Monday, May 24, 2004

The Errand-Boy's Elegy

Yesterday I saw "The Twilight Samurai" at the Cornerhouse Cinema. This film comes highly recommended, particularly as an antidote to "The Last Samurai".

"The Twilight Samurai" functions almost as an revisionist Samurai film, stripping away some of the romanticisation that characterised not only "The Last Samurai", but also the Kurosawa epics which established the tropes of the genre. Focussing less on combat scenes and more on human stories, "The Twilight Samurai" gives us a more rounded, less rose-tinted view of feudal Japan that we have perhaps seen before.

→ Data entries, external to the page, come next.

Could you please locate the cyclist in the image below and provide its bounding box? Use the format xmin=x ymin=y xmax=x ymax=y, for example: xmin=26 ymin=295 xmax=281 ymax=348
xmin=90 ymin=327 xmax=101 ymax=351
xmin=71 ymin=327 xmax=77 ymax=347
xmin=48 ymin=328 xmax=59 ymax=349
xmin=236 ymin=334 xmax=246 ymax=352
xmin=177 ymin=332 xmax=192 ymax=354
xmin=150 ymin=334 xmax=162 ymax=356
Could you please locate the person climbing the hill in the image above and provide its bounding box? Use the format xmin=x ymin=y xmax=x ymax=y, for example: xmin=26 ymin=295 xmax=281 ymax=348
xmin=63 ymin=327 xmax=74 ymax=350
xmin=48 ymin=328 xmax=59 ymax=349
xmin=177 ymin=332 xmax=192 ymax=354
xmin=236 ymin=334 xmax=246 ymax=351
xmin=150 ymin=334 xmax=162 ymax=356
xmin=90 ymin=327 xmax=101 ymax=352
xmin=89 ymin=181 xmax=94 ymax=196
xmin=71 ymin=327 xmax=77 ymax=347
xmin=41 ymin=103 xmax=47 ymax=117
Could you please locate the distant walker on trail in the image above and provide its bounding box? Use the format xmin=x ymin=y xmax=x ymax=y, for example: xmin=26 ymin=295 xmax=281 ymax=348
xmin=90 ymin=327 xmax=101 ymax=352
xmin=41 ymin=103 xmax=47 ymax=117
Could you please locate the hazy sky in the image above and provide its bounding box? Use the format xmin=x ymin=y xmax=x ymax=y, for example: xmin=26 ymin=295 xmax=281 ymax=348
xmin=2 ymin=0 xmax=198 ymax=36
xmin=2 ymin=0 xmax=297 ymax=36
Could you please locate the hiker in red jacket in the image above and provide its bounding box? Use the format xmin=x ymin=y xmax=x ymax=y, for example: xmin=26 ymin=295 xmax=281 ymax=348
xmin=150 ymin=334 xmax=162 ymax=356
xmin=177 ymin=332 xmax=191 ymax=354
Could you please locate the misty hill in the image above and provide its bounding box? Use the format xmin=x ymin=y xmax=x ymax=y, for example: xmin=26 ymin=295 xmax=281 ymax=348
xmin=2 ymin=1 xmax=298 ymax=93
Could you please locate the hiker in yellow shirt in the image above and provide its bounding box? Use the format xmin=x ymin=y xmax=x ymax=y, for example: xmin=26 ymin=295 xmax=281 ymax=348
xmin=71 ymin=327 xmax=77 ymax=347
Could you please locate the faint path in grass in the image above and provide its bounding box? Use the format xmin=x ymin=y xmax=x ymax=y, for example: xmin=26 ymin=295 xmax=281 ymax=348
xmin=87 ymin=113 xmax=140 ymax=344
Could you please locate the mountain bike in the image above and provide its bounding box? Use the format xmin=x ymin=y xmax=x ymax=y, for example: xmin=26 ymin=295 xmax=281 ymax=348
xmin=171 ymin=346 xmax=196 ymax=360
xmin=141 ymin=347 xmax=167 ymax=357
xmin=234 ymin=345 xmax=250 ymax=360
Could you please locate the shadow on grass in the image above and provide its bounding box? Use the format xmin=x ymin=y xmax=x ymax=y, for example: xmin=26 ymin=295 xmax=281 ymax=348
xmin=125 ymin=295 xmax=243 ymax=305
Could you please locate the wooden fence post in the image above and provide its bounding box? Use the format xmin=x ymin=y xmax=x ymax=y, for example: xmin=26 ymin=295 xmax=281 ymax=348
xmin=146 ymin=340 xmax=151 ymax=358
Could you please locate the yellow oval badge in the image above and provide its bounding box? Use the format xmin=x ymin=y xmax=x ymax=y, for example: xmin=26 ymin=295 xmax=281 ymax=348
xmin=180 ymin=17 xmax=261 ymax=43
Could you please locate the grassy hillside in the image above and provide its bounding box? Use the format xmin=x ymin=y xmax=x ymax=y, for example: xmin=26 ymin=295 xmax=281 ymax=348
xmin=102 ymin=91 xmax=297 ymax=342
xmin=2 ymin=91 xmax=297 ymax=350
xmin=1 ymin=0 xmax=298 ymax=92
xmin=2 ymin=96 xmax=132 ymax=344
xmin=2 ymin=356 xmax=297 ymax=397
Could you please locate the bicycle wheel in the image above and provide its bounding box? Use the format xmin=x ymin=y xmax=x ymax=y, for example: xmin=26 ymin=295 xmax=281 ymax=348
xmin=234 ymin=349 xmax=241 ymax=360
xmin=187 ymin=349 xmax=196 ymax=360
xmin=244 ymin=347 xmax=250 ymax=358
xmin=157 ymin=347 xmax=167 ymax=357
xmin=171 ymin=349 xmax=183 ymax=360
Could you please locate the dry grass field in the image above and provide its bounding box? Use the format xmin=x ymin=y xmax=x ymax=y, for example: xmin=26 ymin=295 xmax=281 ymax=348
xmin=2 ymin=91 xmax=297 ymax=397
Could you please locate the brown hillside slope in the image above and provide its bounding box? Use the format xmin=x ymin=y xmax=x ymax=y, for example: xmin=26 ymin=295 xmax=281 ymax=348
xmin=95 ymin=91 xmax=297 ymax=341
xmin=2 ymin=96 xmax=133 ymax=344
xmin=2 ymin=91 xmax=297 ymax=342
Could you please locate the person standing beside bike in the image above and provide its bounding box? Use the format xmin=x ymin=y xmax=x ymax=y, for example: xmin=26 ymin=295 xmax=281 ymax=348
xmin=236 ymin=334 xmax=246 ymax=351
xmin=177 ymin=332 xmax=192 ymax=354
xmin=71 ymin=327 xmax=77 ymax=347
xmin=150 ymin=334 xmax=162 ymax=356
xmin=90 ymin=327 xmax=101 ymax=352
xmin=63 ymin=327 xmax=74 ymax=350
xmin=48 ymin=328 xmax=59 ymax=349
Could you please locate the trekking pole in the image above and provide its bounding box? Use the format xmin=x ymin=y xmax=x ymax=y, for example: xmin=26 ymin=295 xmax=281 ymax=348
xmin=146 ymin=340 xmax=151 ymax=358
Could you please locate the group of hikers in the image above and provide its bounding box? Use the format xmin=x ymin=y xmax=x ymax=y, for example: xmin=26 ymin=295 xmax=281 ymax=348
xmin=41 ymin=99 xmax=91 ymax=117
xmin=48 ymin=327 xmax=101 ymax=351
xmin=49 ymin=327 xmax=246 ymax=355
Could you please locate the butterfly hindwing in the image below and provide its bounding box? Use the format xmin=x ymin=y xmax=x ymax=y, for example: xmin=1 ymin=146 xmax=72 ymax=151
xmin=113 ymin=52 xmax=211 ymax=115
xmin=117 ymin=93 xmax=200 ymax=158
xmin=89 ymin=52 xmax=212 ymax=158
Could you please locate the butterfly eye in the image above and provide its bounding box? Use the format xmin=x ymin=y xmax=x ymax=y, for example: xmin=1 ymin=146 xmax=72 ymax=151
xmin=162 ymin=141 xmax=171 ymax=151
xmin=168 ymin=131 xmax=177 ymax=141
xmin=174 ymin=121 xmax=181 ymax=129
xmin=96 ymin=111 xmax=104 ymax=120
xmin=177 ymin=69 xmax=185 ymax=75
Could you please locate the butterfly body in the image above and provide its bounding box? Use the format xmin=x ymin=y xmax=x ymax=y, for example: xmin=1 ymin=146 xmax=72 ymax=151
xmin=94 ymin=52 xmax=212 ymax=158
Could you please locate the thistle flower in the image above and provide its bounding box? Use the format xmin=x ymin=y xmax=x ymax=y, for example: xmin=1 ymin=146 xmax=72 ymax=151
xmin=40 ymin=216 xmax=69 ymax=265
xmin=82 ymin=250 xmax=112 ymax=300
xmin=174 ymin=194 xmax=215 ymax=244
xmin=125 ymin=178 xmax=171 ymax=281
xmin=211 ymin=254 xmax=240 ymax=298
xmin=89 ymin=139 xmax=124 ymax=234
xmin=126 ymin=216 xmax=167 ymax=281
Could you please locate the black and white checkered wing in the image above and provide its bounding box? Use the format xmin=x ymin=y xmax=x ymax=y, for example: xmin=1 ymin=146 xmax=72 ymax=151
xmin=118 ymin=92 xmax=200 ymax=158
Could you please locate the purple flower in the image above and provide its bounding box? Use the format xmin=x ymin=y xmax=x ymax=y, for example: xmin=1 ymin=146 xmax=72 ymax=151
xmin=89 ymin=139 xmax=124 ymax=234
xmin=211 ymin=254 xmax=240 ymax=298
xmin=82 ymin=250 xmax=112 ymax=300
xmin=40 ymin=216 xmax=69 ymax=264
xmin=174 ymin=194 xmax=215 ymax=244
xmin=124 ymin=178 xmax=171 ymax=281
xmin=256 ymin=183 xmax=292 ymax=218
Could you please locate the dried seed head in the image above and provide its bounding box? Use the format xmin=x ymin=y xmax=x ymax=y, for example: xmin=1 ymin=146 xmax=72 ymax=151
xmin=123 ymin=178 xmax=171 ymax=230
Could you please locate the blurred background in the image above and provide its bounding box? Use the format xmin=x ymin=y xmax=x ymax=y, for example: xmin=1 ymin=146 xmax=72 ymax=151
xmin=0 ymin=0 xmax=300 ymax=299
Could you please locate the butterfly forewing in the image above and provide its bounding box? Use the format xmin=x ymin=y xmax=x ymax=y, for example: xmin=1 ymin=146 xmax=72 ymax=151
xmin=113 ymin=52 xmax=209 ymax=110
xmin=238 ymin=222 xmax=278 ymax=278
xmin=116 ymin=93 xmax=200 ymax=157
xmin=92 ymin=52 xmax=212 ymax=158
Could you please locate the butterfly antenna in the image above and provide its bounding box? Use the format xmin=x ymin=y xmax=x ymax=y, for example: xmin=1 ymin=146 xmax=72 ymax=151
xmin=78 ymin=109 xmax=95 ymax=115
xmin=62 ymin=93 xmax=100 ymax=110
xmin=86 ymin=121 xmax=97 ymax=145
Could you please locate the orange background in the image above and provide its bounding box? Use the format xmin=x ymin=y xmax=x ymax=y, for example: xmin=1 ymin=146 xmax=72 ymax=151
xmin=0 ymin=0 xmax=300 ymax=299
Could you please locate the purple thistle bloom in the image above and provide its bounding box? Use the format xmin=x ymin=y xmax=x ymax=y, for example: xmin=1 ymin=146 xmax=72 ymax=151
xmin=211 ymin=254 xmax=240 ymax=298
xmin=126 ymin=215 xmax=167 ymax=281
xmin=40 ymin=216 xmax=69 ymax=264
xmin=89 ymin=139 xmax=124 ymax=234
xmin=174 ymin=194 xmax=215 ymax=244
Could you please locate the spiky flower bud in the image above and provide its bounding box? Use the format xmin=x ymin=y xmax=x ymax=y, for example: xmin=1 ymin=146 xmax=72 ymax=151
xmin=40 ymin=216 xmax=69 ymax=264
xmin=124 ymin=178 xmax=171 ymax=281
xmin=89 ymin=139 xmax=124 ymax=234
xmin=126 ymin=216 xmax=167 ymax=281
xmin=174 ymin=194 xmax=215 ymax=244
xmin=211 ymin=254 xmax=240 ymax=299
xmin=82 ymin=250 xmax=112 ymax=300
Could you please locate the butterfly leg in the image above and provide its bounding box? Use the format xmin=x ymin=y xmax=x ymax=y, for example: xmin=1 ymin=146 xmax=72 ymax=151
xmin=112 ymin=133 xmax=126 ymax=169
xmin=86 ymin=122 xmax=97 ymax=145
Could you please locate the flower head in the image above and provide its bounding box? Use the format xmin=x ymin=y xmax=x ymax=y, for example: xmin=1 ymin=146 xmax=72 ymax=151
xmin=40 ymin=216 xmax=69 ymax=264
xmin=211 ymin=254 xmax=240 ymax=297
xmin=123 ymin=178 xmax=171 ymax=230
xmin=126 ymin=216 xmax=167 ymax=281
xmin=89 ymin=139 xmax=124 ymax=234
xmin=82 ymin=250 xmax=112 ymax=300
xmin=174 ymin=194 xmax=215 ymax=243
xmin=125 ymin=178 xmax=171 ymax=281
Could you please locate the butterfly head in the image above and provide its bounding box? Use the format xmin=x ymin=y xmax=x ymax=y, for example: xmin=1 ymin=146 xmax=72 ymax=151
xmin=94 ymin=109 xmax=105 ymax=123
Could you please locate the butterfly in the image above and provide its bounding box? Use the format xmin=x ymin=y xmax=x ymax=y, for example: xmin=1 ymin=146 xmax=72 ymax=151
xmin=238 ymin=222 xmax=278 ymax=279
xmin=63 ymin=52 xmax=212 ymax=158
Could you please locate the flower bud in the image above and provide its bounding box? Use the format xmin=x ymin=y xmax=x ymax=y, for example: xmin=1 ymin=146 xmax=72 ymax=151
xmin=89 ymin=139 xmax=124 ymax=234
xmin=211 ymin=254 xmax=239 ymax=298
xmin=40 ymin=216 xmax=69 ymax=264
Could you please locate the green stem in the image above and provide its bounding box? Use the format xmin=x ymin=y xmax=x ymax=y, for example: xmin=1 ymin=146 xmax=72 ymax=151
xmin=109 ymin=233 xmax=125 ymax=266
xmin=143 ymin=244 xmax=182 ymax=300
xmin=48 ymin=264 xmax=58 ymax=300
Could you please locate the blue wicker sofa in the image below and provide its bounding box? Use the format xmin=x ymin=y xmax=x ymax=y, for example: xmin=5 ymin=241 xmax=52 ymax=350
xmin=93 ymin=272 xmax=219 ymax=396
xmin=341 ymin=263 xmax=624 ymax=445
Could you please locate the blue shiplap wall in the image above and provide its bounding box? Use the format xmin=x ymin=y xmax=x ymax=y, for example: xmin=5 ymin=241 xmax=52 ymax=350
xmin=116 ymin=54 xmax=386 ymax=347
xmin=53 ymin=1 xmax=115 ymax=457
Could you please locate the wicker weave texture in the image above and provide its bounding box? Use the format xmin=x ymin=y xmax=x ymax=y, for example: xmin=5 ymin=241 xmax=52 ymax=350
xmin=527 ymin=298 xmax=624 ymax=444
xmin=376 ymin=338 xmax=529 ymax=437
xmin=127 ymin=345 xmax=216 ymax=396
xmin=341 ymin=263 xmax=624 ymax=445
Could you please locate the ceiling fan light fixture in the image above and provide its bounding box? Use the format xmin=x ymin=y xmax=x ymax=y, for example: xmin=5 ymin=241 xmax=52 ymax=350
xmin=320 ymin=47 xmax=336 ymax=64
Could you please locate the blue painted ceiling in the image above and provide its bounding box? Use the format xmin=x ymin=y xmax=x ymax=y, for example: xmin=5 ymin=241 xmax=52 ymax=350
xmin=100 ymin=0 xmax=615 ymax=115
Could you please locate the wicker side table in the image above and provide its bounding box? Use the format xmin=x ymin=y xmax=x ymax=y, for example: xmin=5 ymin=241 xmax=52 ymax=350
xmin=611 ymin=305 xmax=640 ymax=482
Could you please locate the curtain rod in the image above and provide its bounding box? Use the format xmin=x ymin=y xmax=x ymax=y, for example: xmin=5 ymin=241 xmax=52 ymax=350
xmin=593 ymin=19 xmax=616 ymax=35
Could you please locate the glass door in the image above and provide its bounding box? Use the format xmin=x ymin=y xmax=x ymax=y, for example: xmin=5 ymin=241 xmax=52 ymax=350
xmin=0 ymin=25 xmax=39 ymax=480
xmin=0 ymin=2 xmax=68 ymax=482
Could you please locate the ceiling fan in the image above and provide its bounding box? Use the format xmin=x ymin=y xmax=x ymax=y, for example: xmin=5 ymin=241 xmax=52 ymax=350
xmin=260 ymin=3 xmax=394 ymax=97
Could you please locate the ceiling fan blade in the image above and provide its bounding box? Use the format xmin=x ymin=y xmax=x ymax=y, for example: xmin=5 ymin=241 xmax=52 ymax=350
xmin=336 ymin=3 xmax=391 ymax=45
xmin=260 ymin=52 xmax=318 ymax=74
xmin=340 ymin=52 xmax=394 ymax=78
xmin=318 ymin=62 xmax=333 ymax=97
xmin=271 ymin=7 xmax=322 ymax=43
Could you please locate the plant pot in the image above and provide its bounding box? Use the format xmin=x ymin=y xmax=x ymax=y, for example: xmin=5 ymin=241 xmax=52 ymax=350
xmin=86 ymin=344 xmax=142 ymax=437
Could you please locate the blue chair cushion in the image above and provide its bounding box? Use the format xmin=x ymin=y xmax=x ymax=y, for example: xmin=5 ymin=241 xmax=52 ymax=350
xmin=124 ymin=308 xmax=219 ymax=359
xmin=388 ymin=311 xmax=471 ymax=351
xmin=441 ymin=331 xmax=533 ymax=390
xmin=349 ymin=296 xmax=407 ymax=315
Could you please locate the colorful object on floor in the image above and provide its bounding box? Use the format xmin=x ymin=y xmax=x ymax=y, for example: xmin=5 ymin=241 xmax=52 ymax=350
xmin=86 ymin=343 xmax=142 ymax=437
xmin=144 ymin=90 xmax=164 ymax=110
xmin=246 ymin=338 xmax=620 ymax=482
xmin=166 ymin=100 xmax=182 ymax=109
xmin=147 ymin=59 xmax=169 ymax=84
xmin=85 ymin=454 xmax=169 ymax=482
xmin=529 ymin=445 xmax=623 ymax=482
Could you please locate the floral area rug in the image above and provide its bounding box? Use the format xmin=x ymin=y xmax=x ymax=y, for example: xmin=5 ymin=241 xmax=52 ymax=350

The film's setting, in Japan at around the time of the Meiji Restoration (1868) makes comparisons with "The Last Samurai" almost inevitable. The latter film suffered from a simplistic knee-jerk reactionary point of view in which everything in feudal Japan was wonderful and was only spoiled by the advent of industrial modernity. By contrast, "The Twilight Samurai" gives us a sense that while the passing of old Japan can in some respects be mourned, the modernisation of Japan did bring a variety of benefits to many people. At the same time, there is an acknowledgment that, despite the great social changes which took place in Japan, in some respects there was remarkable, and perhaps regrettable, continuity.

I typically dislike discussing the plot of films that I've seen, and I'm not really going to change that here. I will, though, say that I felt that this film, as a portrait of people struggling with obligation whilst trying to live their own lives, and perhaps trying to turn circumstances to their advantage, is a great success. I also felt that there was a great success in the underplaying of some of the film's aspects, particularly a swift and brutal sword-fight with only birdsong and a gurgling river as background sound. Once again, this is in marked contrast to the bombastic style shown in "The Last Samurai". I also found the somewhat cynical view of the samurai's military role interesting: in "The Twilight Samurai" there are no more heroes any more, and maybe there never were any. At the same time, any death is presented as a tragedy.

All in all, I found the two hours spent watching this film well worthwhile, and as such I would recommend it to everyone that I know.

Friday, May 21, 2004

I Am Still The Greatest Says Stephen O'Brien

Today I finally got confirmation that Liverpool have accepted me as a PhD student for this September. Rejoicing ensued. All we have to do now is wait for that AHRB reply...

Apologies should also go to Vicky, whose name got left out of the last post (for it was her who I met in Lowlanders). She sent me a pseudo-irate e-mail on the subject. To placate her, I may have to send her a free gift.

Friday, May 07, 2004

Back In The DHSS

You don't know how lucky you are, boys...

Yes, I am onvce again going to sign on. Not because I want or need the money, y'see, but to protect my National Insurance stamp. My Dad says that this is A Good Idea. And if your Dad says something...

I have signed up with some temp agencies while I come up with an archaeological CV. I am spending a lot of time watching TV. My exposure to TV again after six months is strange: all my TV-cynicism seems to have dissapated. I find that Yakult ad strangely moving. I also spend a lot of time watching the "UK History" Channel. Last week was 'Hitler week'. "That'll make a nice change", I thought.

Be impressed, for I have also put a new hard drive in my computer all by myself. I was impressed that Windows 98 partitioned and formatted the drive for me, despite claiming that this was something it most certainly would not do. As I can now burn CDs again, some of you can expect compilations off me. If you want one, send me a postal address and wait for me to do something about it.

I should also report that I achieved #14 on my List of Things To Do, spendfing one night before I left London getting drunk in Lowlanders. It was the first time I'd seen her in two years, but we picked iup right where we left off, with her laughing (sorry, "smiling") at my life. I had missed that. Hopefully it won't take two years to do it again.

The tedious AHRB application process is over! They have got my form at last! Look out fdor further highly interesting updates on this matter!